Actually it explains it exactly. I know you already understand how OCR works so I'm not sure why you're contesting pixel duplications for fields rendered as text..
And yes, if only some characters are recognized by the OCR and others aren't you could end up with only some appearing anti-aliased.
Since we don't know what software they used it'd be difficult to reproduce something exactly.
So again, WHY the need for all of this nonsense? Why would you even use OCR on this in the first place, if people want to believe that explains away all the oddities? All that you'd ever need to do was just scan the document with any garden variety scanner, and release a simple image of it. Any of us knows that's all we'd do if asked to scan a document we had, not run it through OCR. And why release something so incompetent?

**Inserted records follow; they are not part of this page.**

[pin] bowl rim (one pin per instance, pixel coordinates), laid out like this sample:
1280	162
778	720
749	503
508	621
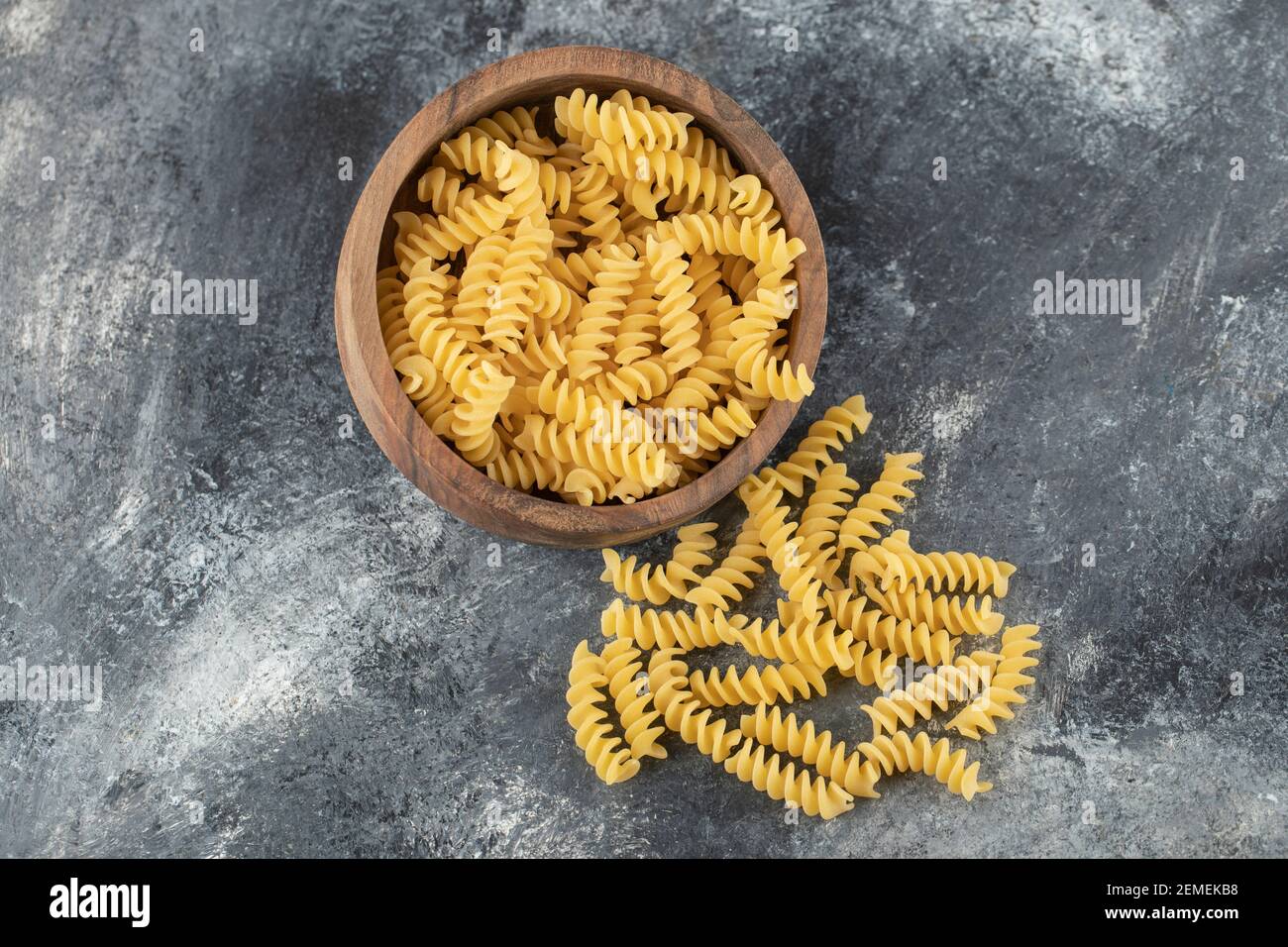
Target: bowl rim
429	462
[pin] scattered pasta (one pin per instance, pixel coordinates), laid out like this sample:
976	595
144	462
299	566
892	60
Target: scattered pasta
593	303
859	622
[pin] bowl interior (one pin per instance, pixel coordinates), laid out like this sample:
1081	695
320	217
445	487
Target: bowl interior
721	120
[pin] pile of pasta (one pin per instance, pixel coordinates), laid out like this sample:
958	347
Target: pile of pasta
855	599
613	262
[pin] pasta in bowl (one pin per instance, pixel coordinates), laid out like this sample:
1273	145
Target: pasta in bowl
580	298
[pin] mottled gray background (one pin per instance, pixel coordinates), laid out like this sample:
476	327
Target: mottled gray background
304	656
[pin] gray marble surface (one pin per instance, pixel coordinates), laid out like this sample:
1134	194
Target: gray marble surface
301	655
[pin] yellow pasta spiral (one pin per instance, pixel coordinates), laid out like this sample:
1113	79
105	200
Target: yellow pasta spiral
822	517
593	733
1001	689
518	176
472	153
871	667
754	201
643	463
668	682
568	403
768	684
900	566
724	425
640	582
524	471
954	682
818	796
596	204
681	326
482	399
469	221
600	316
953	613
514	304
881	497
733	574
631	698
651	628
442	188
760	244
778	535
849	771
585	487
901	753
815	643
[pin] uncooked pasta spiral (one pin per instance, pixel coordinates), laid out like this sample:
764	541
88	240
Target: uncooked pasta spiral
822	517
778	535
604	751
441	188
816	796
651	628
902	753
643	463
1008	676
782	733
871	667
600	315
679	325
829	433
952	613
829	629
510	311
760	244
954	682
518	176
715	590
668	682
546	257
769	684
900	567
596	205
568	403
754	201
815	643
524	471
884	496
627	685
472	427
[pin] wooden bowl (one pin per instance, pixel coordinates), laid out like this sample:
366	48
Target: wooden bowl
433	466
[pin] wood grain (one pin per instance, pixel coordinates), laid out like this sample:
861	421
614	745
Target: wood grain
402	434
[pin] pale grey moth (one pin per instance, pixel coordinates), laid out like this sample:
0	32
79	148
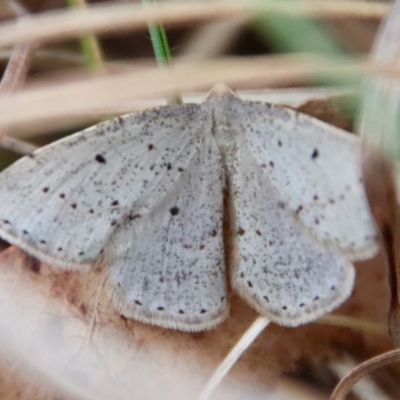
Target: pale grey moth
173	200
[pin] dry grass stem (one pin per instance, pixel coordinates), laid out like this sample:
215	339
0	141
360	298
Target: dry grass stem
61	25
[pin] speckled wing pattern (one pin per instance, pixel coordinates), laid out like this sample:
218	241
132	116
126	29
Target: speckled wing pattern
65	202
173	273
317	170
143	196
278	268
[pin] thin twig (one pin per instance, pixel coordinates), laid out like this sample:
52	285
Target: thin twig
345	385
61	25
245	341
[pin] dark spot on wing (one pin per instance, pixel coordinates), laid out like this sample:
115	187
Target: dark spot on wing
241	231
174	211
131	217
33	264
100	159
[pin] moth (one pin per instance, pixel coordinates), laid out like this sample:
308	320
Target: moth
175	201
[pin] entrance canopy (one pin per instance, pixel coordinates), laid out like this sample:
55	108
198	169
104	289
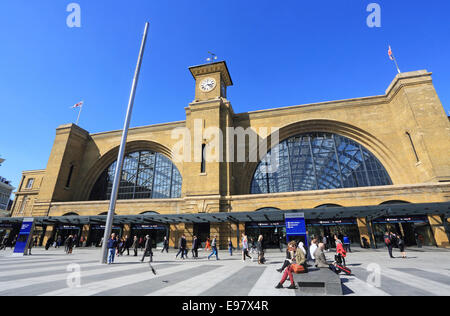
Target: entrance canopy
264	215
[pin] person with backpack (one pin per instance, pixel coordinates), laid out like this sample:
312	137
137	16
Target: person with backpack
230	246
135	245
341	253
245	248
148	248
195	246
214	248
288	266
401	245
388	242
165	245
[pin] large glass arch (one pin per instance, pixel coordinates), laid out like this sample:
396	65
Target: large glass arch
317	161
145	175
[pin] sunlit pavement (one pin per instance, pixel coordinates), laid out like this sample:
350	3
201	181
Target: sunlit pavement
426	271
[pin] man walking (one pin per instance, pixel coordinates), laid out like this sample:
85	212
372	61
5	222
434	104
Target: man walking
245	247
182	247
135	245
346	241
165	245
148	248
195	245
388	241
214	248
112	245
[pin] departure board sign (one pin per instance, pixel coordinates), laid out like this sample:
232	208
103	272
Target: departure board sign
295	224
25	234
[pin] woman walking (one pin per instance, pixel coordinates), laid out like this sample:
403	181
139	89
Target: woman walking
401	245
208	244
260	248
230	246
135	245
245	248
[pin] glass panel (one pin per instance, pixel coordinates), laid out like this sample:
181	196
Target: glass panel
145	175
320	161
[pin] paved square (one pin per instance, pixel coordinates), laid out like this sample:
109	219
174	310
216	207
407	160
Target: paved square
426	272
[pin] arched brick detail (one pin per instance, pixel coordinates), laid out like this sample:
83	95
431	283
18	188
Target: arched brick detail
369	141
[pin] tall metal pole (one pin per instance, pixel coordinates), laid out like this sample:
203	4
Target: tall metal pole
116	183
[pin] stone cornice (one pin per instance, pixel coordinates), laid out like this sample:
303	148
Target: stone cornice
204	69
142	129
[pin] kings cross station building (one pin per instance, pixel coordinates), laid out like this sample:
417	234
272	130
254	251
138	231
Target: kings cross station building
356	167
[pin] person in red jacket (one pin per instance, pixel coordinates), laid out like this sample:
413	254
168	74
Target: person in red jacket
340	251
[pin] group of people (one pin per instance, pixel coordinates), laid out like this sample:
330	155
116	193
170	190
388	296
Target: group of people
297	257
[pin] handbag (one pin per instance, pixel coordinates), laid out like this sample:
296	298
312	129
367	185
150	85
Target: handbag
298	268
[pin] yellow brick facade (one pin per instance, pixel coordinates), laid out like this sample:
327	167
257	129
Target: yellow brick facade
385	125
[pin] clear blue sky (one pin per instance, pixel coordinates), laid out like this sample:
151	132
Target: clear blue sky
279	53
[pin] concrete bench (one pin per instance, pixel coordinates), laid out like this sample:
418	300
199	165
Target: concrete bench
318	282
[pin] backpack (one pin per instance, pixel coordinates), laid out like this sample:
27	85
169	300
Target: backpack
298	268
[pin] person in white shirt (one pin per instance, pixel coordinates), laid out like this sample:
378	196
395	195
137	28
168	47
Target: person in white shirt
313	248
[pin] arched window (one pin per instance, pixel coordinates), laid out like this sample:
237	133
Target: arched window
317	161
145	175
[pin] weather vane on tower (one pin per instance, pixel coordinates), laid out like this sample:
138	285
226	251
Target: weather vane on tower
212	58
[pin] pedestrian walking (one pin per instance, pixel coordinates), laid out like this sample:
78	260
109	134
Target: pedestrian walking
126	245
181	247
341	253
290	250
135	245
388	242
325	242
245	248
208	244
260	248
4	241
252	246
165	245
401	245
195	246
230	246
347	243
112	245
313	248
148	248
30	246
214	248
69	244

OCR is something you'd normally want when scanning PDFs, it was most likely part of whatever scanning software they used. You don't just want it so you can change the text, but so you can more easily copy the text to other programs. It's generally a useful feature, particularly if whoever scanned it was used to converting documents for some other kind of electronic archiving - if you've never looked at a PDF that's a scan of an old document and not resented being unable to copy its content for presentation somewhere else then you haven't dealt with enough PDFs of old documents.
They could have disabled it, and maybe they should have released an updated one with the post-processing disabled along with an explanation that it was on and why it was on. There's a chance that whoever made the scan didn't really know what they were doing in this regard.
You yourself admit that it makes no sense why they would forge the document, and it makes no sense that a forgery would look like this. Isn't software post-processing a much more plausible explanation than a deliberate concoction of what we see?